Craig Woolheater posing with the poster for the Texas Bigfoot Conference on Oct. 15 2022.

Trennt Rhea, Staff Photographer

Jefferson, Texas, is a quiet town in the woodland areas of East Texas. Since 2001, the town has hosted a bigfoot conference. While still clinging to the humidity of a Texas summer, Jefferson held its annual conference led by Craig Woolheater on Oct. 15.

Woolheater was born and raised in the Dallas- Fort Worth area and attended classes at Brookhaven in 1979.  Since then he has become a staple in the Bigfoot enthusiasts community for hosting the yearly conference.

The conference brings together bigfoot enthusiasts from across the country as they celebrate and discuss theories involving the puported creature.

Woolheater’s fascination with bigfoot started in 1969 when Fort Worth locals and newspapers began reporting on the  sighting of the Lake Worth Monster, a creature described as half-man, half-goat with fur and scales living in Lake Worth in Fort Worth.

“It was seen by hundreds of people, including law enforcement, and it was on the front page of the Fort Worth Star-Telegram just 10 days before man was supposed to land on the moon,” Woolheater said. Woolheaters said he originally  started the Texas Bigfoot Conference because of his belief in the creatures existence. 

“I started the conference in 2001 because of public education, and I saw one in 1994,” Woolheater said. “I was driving back to Dallas from New Orleans, and in the middle of nowhere, I saw a 7-foot figure with grayish hair walking on two legs.”

It used to be unusual to believe in creatures such as bigfoot.
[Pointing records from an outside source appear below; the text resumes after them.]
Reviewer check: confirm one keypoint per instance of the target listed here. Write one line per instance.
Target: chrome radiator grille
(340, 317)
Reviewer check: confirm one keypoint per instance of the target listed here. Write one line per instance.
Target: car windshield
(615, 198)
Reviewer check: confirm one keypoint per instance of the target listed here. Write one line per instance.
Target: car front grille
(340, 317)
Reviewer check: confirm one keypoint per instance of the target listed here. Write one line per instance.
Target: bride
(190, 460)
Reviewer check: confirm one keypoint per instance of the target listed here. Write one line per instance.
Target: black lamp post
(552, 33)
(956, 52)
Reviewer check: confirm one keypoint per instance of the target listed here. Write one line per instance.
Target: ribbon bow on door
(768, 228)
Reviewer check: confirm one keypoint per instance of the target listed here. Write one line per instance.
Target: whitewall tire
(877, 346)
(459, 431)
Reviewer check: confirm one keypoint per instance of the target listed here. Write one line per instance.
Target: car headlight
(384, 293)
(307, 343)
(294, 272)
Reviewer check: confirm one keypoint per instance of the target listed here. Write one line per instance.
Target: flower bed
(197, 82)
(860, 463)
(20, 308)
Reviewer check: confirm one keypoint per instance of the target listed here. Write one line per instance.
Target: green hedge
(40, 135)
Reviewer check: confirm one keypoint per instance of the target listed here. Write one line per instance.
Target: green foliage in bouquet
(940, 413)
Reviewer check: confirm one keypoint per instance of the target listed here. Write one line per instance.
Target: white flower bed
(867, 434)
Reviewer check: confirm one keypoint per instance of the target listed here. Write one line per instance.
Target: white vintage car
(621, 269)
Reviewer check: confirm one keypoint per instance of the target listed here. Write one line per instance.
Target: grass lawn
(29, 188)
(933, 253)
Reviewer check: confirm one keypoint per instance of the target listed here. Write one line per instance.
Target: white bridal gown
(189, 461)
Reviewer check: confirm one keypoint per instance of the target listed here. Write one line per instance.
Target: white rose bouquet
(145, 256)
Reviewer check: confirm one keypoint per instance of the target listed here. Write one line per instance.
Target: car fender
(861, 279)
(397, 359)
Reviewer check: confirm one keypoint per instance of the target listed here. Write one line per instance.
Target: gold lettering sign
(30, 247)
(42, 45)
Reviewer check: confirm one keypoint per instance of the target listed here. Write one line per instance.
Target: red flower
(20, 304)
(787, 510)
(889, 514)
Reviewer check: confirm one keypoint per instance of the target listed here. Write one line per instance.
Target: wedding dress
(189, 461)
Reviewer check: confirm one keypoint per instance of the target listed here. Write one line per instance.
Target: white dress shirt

Now, there are enough people to have a conference. Bigfoot is such a legendary figure that the belief in him brings people together. That is what Woolheater does with his conference.

A life-size replica of bigfoot outside of the conference.
A life-size replica of bigfoot outside of the conference on Oct. 15 2022. (Trennt Rhea)

“When I finally had internet access after I saw one in 94, I went online and found a community of people on message boards and started telling my story,” Woolheater said. Woolheater started a bigfoot research organization in 1999, and after going to other bigfoot conferences, he felt he could do the same in Texas.

Conferences are about sharing experiences and walks of life, and the Texas Bigfoot Conference had an abundance of people who believe in bigfoot. There were authors, podcasters and people who came to speak at the event.

One of the speakers was Ken Gerhard, who calls himself a cryptozoologist. “I investigate evidence of unknown animals like bigfoot, the Loch Ness monster, the Chupacabra and a host of other mysterious creatures,” Gerhard said.

Woolheater is not alone in his beliefs in the proposed creatures existence. Many of the attendees who join him at the conference share similar beliefs.While the outside world may not fully grasp their beliefs Jefferson has built a community for himself and attendees to come together.